副作用は心配ですが、治療成績がかなり良いので要は使う医師の方がしっかり勉強して使えば良いので、という事で開かれた勉強会なのです。
副腎不全は私も経験したことがありますが、全身倦怠感、食欲不振など特徴がないことがあります。
また、敗血症に似た症状を呈する場合もあります。定期的な漏れのない血液検査を出すことと、免疫療法特有の副作用を常に頭に入れる事が大切です。しかし、患者さんは夜に調子が悪くなって病院に来ることもありますし、そんな時に当番の若い先生が診察して気が付かないこともある、みたいな話がディスカッションでも示されました。
免疫チェックポイント阻害剤は、既に肺がんなどではたくさん使われていて、多臓器のがんで共通のお薬です。なので、いろんな科の先生方がこの薬の勉強をする方がいいのか?それとも、腫瘍内科の先生が一括して治療してもらった方が良いのか?
腫瘍内科医は全国的にも多くありません。
ディスカッションでお話しした先生方の病院も、常勤ではおられないところもありました。

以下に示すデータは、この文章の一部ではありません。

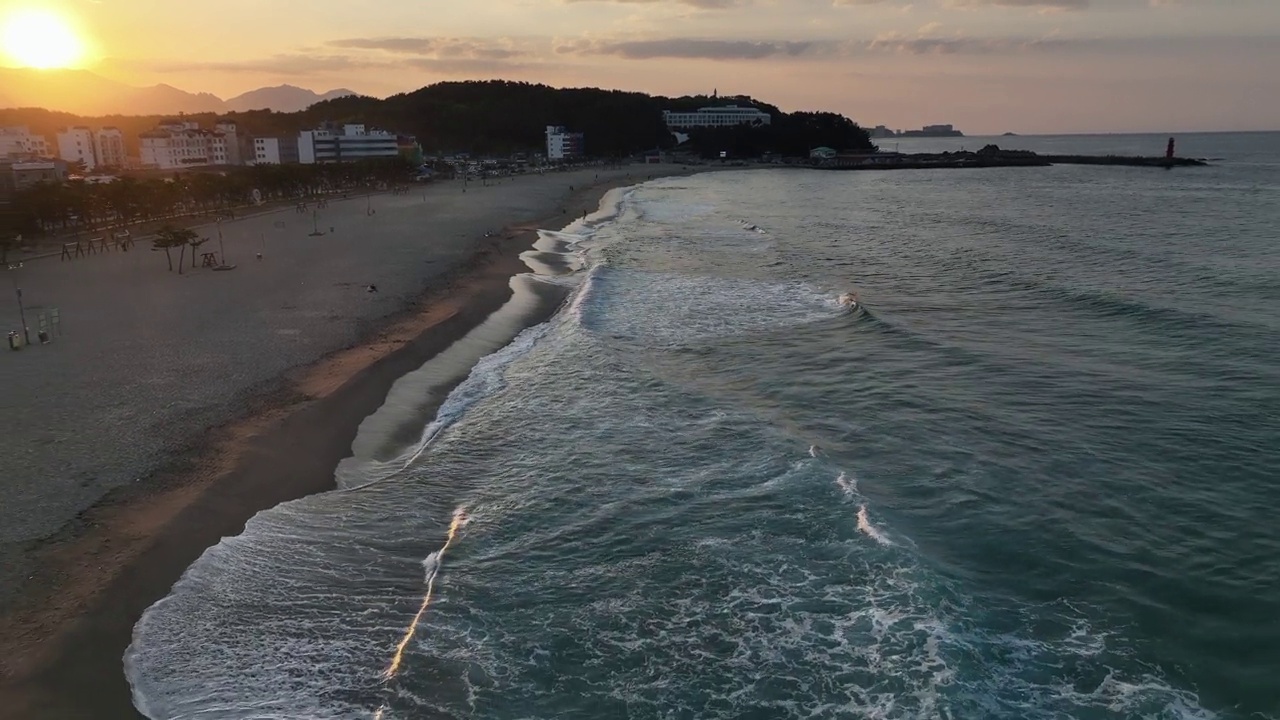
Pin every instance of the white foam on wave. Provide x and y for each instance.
(867, 528)
(488, 349)
(430, 565)
(497, 332)
(848, 484)
(671, 309)
(485, 379)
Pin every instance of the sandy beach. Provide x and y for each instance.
(170, 409)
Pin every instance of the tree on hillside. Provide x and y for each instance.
(169, 237)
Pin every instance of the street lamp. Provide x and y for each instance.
(22, 311)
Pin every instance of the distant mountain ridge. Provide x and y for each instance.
(282, 99)
(88, 94)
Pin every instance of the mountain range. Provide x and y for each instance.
(88, 94)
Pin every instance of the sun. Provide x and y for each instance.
(41, 39)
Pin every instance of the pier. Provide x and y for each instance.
(992, 156)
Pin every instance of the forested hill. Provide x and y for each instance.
(498, 117)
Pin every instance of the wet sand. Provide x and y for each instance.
(83, 584)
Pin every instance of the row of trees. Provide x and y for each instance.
(77, 205)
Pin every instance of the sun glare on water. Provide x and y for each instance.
(40, 39)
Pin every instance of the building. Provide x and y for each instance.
(275, 150)
(19, 174)
(728, 115)
(109, 147)
(19, 142)
(563, 145)
(932, 131)
(346, 144)
(182, 144)
(76, 145)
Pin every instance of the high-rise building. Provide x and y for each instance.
(19, 142)
(275, 150)
(109, 147)
(563, 145)
(182, 144)
(76, 145)
(344, 144)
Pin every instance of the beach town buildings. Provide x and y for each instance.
(343, 144)
(19, 142)
(100, 149)
(76, 145)
(275, 150)
(727, 115)
(563, 145)
(183, 144)
(109, 147)
(22, 173)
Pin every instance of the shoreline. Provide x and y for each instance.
(63, 641)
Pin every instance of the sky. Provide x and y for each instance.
(984, 65)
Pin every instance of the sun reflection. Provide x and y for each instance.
(39, 37)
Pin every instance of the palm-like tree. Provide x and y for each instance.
(169, 237)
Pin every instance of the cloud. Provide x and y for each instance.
(1036, 4)
(699, 4)
(442, 48)
(283, 64)
(688, 48)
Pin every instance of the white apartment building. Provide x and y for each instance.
(728, 115)
(76, 145)
(563, 145)
(178, 145)
(19, 142)
(109, 147)
(344, 144)
(275, 150)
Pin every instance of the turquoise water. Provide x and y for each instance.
(1034, 474)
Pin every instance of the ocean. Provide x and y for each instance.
(1032, 474)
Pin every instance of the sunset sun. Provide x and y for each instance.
(40, 39)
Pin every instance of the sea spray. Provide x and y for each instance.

乳がん領域の化学療法(免疫療法だけでなく)は、アメリカでは乳腺外科医が行わず腫瘍内科が全て行なっています。外科医は手術をしてホルモン剤を処方、フォローアップをするだけです
日本では各臓器の先生が化学療法を行うので、腫瘍内科のニーズがないため、増えないのかもしれませんね。どちらのスタイルが日本に適しているのかわかりませんが、この免疫チェックポイント阻害剤のように特殊な副作用で、いろんながんに共通のお薬が出たこの状況は、腫瘍内科医が活躍の場を増やす機会かもしれません。
乳腺外科医でも腫瘍内科と同じ資格を持つ先生はおられますが、今後は内科医しか取れなくなります。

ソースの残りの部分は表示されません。